Исследование показало, что очевидного ответа на этот вопрос нет. Прошлое демонстрирует, что все интенсивно реализуемые конструктивистские исторические политики, все зависимости от их акторов и направленности, завершились неудачей. Рано или поздно даже в тоталитарных обществах все они проваливались и не оправдали надежд, которые на них возлагались.
Напомним только два примера – один исторический, другой недавний. В конце XIX – начале XX столетия в Российской империи резко активизируется монументальная политика – по всей стране массово ставятся памятники последним представителям династии Романовых, от Александра II до Николая II. В их честь также открываются часовни, школы, больницы, богадельни и т. д. Апофеозом прославления династии становится торжественное общероссийское празднование 300-летия дома Романовых в 1913 г. Медиевализм в этой кампании был востребован в одном из идеологических сегментов. Идеи о преемственности Рюрюковичей и Романовых, о глубоких исторических корнях правящей династии утверждались через русский стиль в архитектуре, императорский бал в стиле Московской Руси в 1903 г., основание по периферии империи целой серии храмов в честь Александра Невского, установку памятников отдельным средневековым персонажам. Любовь к русскому прошлому культивировалась, была необходимым элементом национального патриотизма, активно пропагандировалась как государственной машиной, так и общественными организациями, в том числе правыми партиями и движениями, достаточно многочисленными по своему составу.
Казалось, что все делается правильно, словно по учебнику национального конструктивизма (хотя такого учебника в начале XX в., конечно, не существовало). И все в одночасье рассыпалось в прах вместе с российской монархией и имперской государственностью в феврале 1917 г. Сотни поставленных памятников никого не воспитали, а пропагандистские акции ни от чего не застраховали. Носители государственной идеологии не защитили ни свое государство, ни своего царя. Эффект от огромной многолетней кампании, как выяснилось, был ничтожным и оказался полностью сведен на нет революцией.
Когда мы начинали свое исследование, в качестве успешного примера недавней исторической политики мы рассматривали создание в США национальных исторических парков, призванных своими монументальными экспозициями примирить американский Юг и Север, сгладить проявления негативной памяти о некоторых страницах американской истории[1531]
; но с приходом президента Д. Трампа выяснилось, что эта историческая политика не эффективна. В Соединенных Штатах начали сбрасывать памятники, вновь вспомнили о непримиримости южан и северян, конфедератов и республиканцев, начали активно переоценивать прошлое и т. д. К 2020-м гг. мы видим явную победу «культуры отмены» («cancel culture») в западном обществе, которое переписывает историю, сносит памятники, вычеркивает память об исторических деятелях и событиях, неугодных для актуальной политической и культурной повестки.Опять историческая политика ничего не защитила и не предохранила. Получается, что она имеет только краткосрочный, текущий эффект и во всяком случае не отличается протекционистскими свойствами. Это инструмент не сохранения истории, а деконструкции прошлого в угоду требованиям настоящего. Практика показывает, что наиболее успешными бывают деструктивные действия, демистификация и деконструкция существующего исторического поля[1532]

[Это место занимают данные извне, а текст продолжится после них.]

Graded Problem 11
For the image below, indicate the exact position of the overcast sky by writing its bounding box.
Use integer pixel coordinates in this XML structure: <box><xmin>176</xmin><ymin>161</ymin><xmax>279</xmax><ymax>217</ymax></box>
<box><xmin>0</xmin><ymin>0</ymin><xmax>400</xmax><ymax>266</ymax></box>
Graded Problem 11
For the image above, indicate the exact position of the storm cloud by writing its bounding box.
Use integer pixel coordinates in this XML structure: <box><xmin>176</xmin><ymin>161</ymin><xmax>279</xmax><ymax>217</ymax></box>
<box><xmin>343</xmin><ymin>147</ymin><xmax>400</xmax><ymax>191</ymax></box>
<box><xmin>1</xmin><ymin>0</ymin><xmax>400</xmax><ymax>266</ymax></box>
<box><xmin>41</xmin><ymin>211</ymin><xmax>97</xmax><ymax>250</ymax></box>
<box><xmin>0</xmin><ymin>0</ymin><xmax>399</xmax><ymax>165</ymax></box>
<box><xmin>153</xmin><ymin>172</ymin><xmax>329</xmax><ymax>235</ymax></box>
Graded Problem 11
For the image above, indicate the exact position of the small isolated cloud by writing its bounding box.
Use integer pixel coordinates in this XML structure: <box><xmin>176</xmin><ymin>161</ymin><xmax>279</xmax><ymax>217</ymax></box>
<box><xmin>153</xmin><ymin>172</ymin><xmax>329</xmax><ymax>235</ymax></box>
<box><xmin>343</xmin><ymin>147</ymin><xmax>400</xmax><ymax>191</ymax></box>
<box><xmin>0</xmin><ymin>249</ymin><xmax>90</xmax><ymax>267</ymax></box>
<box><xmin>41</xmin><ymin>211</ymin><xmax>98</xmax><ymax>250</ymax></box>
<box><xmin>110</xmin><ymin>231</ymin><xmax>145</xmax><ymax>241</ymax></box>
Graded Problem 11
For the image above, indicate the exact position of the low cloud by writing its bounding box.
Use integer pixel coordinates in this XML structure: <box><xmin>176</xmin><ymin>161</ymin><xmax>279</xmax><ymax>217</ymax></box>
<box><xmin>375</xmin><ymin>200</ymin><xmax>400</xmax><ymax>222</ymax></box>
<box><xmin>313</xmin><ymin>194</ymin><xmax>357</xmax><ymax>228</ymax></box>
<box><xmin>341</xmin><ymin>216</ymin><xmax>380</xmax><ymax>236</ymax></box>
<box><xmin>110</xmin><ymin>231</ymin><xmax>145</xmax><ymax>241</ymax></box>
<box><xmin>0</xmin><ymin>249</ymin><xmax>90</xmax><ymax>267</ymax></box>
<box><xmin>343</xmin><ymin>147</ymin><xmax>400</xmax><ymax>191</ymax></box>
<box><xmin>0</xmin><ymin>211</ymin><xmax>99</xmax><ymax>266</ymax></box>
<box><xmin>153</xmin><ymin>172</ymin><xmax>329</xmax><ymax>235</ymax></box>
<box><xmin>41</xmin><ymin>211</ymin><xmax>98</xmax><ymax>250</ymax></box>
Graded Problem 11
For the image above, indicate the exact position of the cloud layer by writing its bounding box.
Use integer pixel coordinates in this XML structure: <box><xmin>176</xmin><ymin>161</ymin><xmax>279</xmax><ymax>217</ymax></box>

. Как расшатывать и разрушать – тут информационные технологии понятны, неоднократно описаны и успешно апробированы. Где-то среди них как инструмент фигурирует и медиевализм (обличение идеологического оппонента как носителя отсталой «средневековой» морали, замещение взглядов на исторические истоки и т. д.).Традиционная пропаганда с помощью монументальной политики, образования, формирования информационных потоков, как следует из изученного материала, имеет ограниченную область успеха. Во всяком случае, историческая политика как Российской империи, так и СССР демонстрирует свою эффективность в течение жизни нескольких поколений, после чего следует быстро нарастающее недоверие к официальной идеологии и неспособность противостоять деструктивным процессам. Это говорит о том, что крайне актуален и злободневен вопрос, каковы в современном мире наиболее продуктивные инструменты исторической политики? В мире, находящемся под воздействием информационных технологий, дигитализации и геймеризации, разрушения темпоральных структур модерна, постмодернизма, «культуры отмены»? Очевидно, что традиционных схем, выражающихся в установке очередного памятника или переписывании учебника, далеко не всегда достаточно.